As in every case, the Defendants had the option of making an early offer of amends to address their inaccurate reporting.  Instead, until the week before trial, the Defendants ran a justification defence which expressly disavowed the need for them to show that Mr Cooper had any involvement in the planning of the direct action on 10 November, despite what they had published.   On the eve of trial, the Defendants introduced a speculative defence of “consent” and advanced a number of alternative Lucas Box meanings ranging from, to summarise, plotter to cheerleader to general advocate of direct action likely to “rouse” others.   But these late legal manoeuvrings could not obscure the real issues from the jury: a) What did the articles mean? (Did they mean what they said?) and b) Whose account of the interview Mr Cooper gave to the ES journalist at Millbank was right? Was it the journalist’s, with his contemporaneous shorthand notes, or Mr Cooper’s, who wrote complaining to the newspaper’s Editor on the same day of publication.

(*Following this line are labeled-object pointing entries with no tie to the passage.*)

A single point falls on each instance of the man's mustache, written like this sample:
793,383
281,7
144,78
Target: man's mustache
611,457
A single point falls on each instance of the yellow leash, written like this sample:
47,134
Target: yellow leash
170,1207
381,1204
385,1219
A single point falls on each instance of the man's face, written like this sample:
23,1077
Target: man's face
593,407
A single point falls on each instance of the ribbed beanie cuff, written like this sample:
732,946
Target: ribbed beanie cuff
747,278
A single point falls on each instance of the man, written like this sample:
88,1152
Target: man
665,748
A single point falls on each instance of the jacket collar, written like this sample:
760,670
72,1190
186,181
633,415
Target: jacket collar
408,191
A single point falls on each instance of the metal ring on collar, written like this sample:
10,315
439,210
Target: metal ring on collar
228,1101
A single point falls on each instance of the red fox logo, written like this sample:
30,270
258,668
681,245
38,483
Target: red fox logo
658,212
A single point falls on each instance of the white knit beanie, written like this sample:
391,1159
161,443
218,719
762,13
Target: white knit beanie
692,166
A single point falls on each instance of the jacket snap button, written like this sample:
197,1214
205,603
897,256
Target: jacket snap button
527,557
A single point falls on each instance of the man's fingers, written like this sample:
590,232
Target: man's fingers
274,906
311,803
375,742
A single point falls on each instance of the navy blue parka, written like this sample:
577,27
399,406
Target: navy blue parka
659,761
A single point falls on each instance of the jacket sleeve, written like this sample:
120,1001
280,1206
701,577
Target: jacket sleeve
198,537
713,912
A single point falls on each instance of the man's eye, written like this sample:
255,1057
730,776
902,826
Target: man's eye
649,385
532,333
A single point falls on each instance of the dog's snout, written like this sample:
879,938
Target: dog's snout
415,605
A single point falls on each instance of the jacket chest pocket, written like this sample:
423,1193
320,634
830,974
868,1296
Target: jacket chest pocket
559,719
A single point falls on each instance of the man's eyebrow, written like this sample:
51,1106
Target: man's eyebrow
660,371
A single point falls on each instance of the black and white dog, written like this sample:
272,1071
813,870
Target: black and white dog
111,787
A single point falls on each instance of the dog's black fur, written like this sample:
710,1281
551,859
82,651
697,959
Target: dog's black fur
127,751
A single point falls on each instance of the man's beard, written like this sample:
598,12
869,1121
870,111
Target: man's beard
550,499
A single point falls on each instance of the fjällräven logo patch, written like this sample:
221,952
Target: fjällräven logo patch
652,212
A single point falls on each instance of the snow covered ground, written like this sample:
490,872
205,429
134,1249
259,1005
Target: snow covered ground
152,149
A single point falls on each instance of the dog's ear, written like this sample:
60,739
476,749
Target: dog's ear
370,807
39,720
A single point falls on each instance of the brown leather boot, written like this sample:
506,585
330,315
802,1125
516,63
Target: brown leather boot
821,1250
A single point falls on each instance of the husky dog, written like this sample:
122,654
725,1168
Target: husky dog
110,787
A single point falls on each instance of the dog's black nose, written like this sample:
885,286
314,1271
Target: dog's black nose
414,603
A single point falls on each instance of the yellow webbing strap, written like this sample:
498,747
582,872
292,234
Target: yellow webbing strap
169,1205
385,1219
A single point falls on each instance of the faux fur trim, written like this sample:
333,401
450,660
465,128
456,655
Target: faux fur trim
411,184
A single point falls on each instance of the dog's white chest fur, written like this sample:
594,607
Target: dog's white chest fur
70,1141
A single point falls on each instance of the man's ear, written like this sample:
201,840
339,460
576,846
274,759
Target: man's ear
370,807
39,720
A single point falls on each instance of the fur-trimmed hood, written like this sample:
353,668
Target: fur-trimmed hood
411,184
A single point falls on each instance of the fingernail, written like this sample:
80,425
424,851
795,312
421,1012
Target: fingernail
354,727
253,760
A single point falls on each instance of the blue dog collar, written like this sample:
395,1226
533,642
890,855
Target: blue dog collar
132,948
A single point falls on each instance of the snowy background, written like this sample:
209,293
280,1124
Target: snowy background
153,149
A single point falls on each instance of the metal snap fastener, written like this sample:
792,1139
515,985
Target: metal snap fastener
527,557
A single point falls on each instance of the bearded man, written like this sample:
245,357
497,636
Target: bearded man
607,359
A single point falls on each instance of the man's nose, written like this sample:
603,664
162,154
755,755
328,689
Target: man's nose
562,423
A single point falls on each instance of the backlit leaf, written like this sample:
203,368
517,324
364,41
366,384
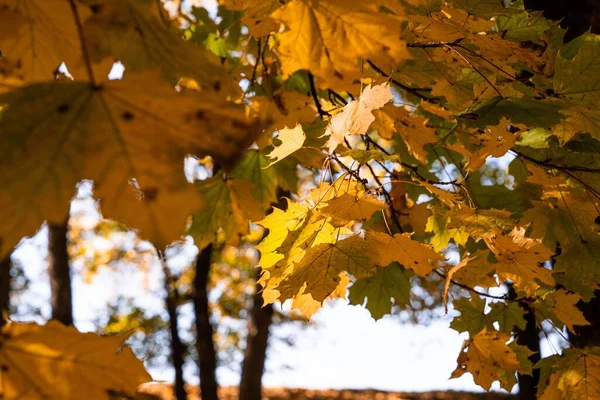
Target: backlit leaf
130,136
58,362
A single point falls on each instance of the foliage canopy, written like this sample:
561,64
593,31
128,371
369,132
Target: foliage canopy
405,131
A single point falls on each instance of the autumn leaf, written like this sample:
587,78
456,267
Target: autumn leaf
385,249
256,15
388,283
291,140
508,315
573,375
82,365
312,41
348,207
123,30
576,70
414,132
47,26
130,136
321,266
472,318
519,256
357,116
478,223
229,205
488,358
560,307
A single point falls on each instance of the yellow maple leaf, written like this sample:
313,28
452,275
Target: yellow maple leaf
256,15
488,358
279,223
566,311
385,249
414,131
315,29
357,116
291,140
57,362
309,306
574,375
321,266
49,28
520,256
495,141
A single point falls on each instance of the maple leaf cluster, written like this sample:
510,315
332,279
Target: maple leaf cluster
404,132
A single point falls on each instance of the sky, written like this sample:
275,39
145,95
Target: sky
344,348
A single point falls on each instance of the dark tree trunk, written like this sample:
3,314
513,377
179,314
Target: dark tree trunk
529,338
255,354
177,347
205,345
60,274
575,16
5,265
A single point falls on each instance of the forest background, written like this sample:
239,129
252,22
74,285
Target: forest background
443,160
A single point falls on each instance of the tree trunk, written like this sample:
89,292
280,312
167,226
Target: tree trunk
588,335
177,347
207,356
530,338
4,288
255,353
60,274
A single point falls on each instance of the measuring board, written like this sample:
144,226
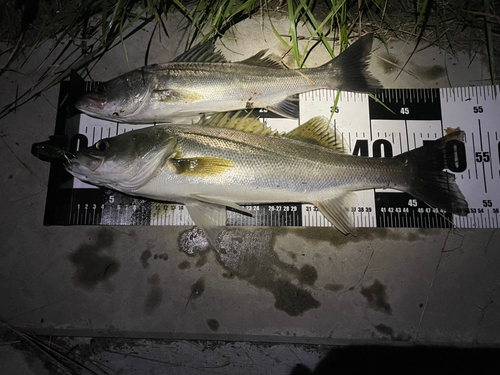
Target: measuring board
369,129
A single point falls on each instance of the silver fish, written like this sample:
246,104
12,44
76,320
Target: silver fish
203,81
227,161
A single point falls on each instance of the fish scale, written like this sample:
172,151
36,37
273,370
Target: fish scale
202,81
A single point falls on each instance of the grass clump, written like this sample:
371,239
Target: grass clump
95,26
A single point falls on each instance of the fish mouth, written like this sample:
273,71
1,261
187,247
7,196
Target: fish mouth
89,104
47,152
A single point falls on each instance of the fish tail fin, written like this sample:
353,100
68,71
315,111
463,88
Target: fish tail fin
349,70
428,181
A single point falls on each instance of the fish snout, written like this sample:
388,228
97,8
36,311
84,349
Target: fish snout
87,103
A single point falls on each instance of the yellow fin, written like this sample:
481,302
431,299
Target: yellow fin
176,95
318,131
200,166
236,122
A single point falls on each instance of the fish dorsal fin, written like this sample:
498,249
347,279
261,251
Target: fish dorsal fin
202,53
319,132
286,108
259,59
236,122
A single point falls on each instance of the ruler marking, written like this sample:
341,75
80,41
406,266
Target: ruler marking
481,143
474,155
491,154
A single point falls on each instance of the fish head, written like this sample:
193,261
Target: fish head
125,162
118,99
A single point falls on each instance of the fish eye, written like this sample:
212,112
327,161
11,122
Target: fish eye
100,89
102,145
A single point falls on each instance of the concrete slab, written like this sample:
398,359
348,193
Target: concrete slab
307,285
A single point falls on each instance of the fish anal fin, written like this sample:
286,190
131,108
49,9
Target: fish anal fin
318,131
221,202
210,218
336,211
202,166
202,53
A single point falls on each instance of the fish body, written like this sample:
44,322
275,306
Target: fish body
203,81
227,161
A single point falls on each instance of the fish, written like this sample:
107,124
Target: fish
203,81
232,161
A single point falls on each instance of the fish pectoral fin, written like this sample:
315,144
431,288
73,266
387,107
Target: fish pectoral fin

It was these issues which rightly took centre stage.   And, therefore, it was key that the evidence of Mr Cooper and the journalist was given orally both in chief and in cross-examination and could be evaluated by the jury based on what they said in court, not what they said in witness statements written with unknown amounts of input from the lawyers.  The documents placed in the jury bundle were reduced to those of genuine importance: sundry other documents claimed to be relevant were never introduced at trial.  The defence of consent, which simply served no useful purpose, was abandoned on day three.  Weak arguments, a hearsay notice of peripheral relevance and hours of “context” DVD footage were all put to one side.  This was case management at its most rigorous.

That is not to say that the case had to be dumbed-down for the jury.  Indeed, it was the newspapers’ over-simplification of the story which apparently failed to convince.   They sought in print and at trial to ignore the fact that there was, in Mr Cooper’s words, “a mixed picture” at Millbank; that there were amongst the crowd people who were protesting peacefully and who might reasonably, in the words of one young man interviewed at the scene on Sky, have “mixed feelings” about the events at Millbank.  It was put to Mr Cooper that his stance was “quite subtle” in terms which implied criticism rather than compliment.

However, the “subtleties” of Mr Cooper’s case seem not to have been beyond the jury, twelve Londoners who the ES would doubtless wish to count among its readers.   Ultimately, a defence summed up by the Defendants’ Leading Counsel in closing as, “Does it really matter which it is? Does it matter whether he planned it?  He gets there …and he jolly well ringleads when he is there”, did not persuade the jury that the newspapers got their story right.

None of what is said above ignores the enormous stress placed on the claimant and witnesses at any trial, let alone a jury trial.  This was a case which should never have got so far: Mr Cooper had made a Part 36 offer to settle the case in return for a correction and apology and £5,000 damages from each newspaper in August 2011, ten months before the trial took place, when the legal costs were a fraction of the final figure.  But, having reached trial, at least the jury’s verdict swiftly followed the close of the parties; cases.  In another claim brought by a client of this firm, tried in May, the parties are still waiting for the judge’s decision – vindication for either side on hold until the judgment is ready.

And the vindication provided by the jury’s verdict cannot be doubted.  Luke Cooper can rightly point to his award as damages now – as he should be able to do – and say, “These nail the lie.”

As a footnote, the funding arrangements which enabled Luke Cooper to pursue his claim to a just conclusion also face the cut.  Luke benefited from a CFA arrangement, backed by ATE insurance.  Proposed changes to the current CFA and ATE regimes mean that claimants like Luke Cooper have no prospect in the future of engaging experienced lawyers and Counsel to represent them and pursue vindication in the face of publishers which will not answer for what they wrote.

Lucy Moorman is a partner in Simons Muirhead and Burton, which acted for Luke Cooper.